Desde marzo de 2022, una serie de reformas ha convertido de facto las escuelas en campos de entrenamiento militar:
ceremonias semanales obligatorias de izamiento de la bandera;
una asignatura titulada “Fundamentos de Seguridad Nacional y Defensa” (OBZR) que sustituye a las clases tradicionales de salud y seguridad;
“Conversaciones sobre cosas importantes”, cuyo objetivo era inculcar el patriotismo, glorificar a los soldados rusos y preparar a los niños de preescolar para la idea de defender la patria con armas;
“Cultura espiritual y moral de Rusia”, que promueve valores como el patriotismo, la fe, la familia, el respeto a los mayores y la memoria histórica.
Se ordenó a las escuelas que compraran equipo militar, convirtiendo las aulas en auténticos arsenales: los alumnos entrenan con réplicas de fusiles de asalto Kalashnikov, pistolas Makarov, palas de trinchera, dispositivos de visión nocturna y granadas de entrenamiento.

Esta militarización está supervisada por organizaciones juveniles patrocinadas por el Estado, una de las más grandes de las cuales es YunArmia (Ejército Juvenil). Según The Moscow Times, esta organización paramilitar—fundada en 2016 por el exministro de Defensa Sergei Shoigu y ahora dirigida por Vladislav Golovin, veterano del asedio de Mariupol—cuenta con más de 1,8 millones de miembros, con niños reclutados desde los ocho años. Los niños aprenden a ensamblar armas, reciben entrenamiento físico de combate y juran lealtad a la patria. Su presupuesto se duplicó hasta alcanzar los mil millones de rublos (más de 11 millones de dólares) para 2025.

Es en los territorios ucranianos temporalmente ocupados donde las consecuencias del sistema ruso son más trágicas, asemejándose a un proceso de limpieza cultural e ideológica.
Niños ucranianos son obligados a cantar el himno ruso, participar en marchas militares y manejar armas de fuego. Estos actos constituyen claras violaciones del derecho internacional y de la Convención de las Naciones Unidas sobre los Derechos del Niño.
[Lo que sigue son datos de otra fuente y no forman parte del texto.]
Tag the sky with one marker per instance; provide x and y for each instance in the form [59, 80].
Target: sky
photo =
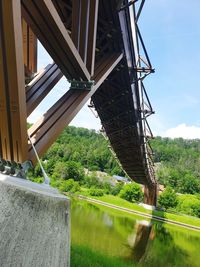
[171, 33]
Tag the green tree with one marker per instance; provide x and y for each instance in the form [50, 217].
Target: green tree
[69, 186]
[68, 170]
[131, 192]
[189, 185]
[168, 198]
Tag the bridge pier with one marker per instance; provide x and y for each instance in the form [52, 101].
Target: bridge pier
[150, 194]
[34, 225]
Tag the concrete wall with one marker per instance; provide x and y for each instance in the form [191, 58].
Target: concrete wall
[34, 225]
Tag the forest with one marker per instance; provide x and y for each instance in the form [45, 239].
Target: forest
[78, 154]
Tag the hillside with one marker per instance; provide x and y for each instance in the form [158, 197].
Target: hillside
[177, 161]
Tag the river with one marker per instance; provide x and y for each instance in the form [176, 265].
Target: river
[133, 239]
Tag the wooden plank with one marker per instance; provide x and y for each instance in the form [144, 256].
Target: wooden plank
[41, 85]
[92, 32]
[84, 23]
[29, 49]
[45, 22]
[12, 87]
[76, 9]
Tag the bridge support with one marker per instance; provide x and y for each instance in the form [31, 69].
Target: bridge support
[150, 194]
[34, 223]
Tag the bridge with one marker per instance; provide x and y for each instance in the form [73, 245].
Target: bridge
[98, 47]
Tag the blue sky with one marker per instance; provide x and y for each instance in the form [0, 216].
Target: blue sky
[172, 36]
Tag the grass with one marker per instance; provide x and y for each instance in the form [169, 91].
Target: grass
[115, 200]
[85, 257]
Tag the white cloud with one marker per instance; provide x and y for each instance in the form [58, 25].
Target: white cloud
[184, 131]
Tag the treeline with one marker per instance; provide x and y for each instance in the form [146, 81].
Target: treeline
[72, 162]
[177, 163]
[86, 147]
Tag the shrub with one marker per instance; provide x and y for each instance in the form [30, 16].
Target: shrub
[69, 186]
[131, 192]
[91, 181]
[96, 192]
[68, 170]
[116, 189]
[168, 198]
[189, 204]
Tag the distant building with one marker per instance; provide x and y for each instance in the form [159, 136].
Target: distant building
[118, 178]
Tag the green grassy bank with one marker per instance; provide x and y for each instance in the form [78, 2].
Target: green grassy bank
[115, 200]
[82, 256]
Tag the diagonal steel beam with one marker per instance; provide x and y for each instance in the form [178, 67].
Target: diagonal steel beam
[45, 22]
[41, 85]
[13, 131]
[44, 132]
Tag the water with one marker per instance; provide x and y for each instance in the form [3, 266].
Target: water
[133, 239]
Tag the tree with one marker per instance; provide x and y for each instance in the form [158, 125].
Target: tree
[189, 185]
[168, 198]
[68, 170]
[69, 186]
[131, 192]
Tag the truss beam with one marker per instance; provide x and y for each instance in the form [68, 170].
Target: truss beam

El Laboratorio de Investigación Humanitaria de la Escuela de Salud Pública de Yale (Yale HRL) identificó al menos 210 instalaciones y campamentos en Rusia y en los territorios ocupados donde niños ucranianos son sometidos a programas de "reeducación" y a un duro entrenamiento militar.
El programa ruso constituye el mayor secuestro individual desde la Segunda Guerra Mundial, cuando la Alemania nazi trasladó a niños de la Polonia ocupada a Alemania para que recibieran educación en alemán.
Nathaniel Raymond
Investigador sénior del Laboratorio de Investigación en Humanidades de Yale (Yale HRL).
La política tiene un objetivo específico: erradicar la identidad ucraniana y preparar a estos jóvenes para servir como reserva de movilización para las futuras guerras de Rusia, según informan la organización ucraniana ZMINA y el Centro Almenda. Ya se han reclutado 43.000 niños ucranianos, e incluso se han abierto centros de entrenamiento en la Universidad de Melitopol.
Las trágicas consecuencias de esta política ya son evidentes. ZMINA y el Centro Almenda documentan numerosos casos de jóvenes ucranianos de 18 años procedentes de territorios temporalmente ocupados que han muerto en combate tras ser obligados por Rusia a luchar contra su propio país.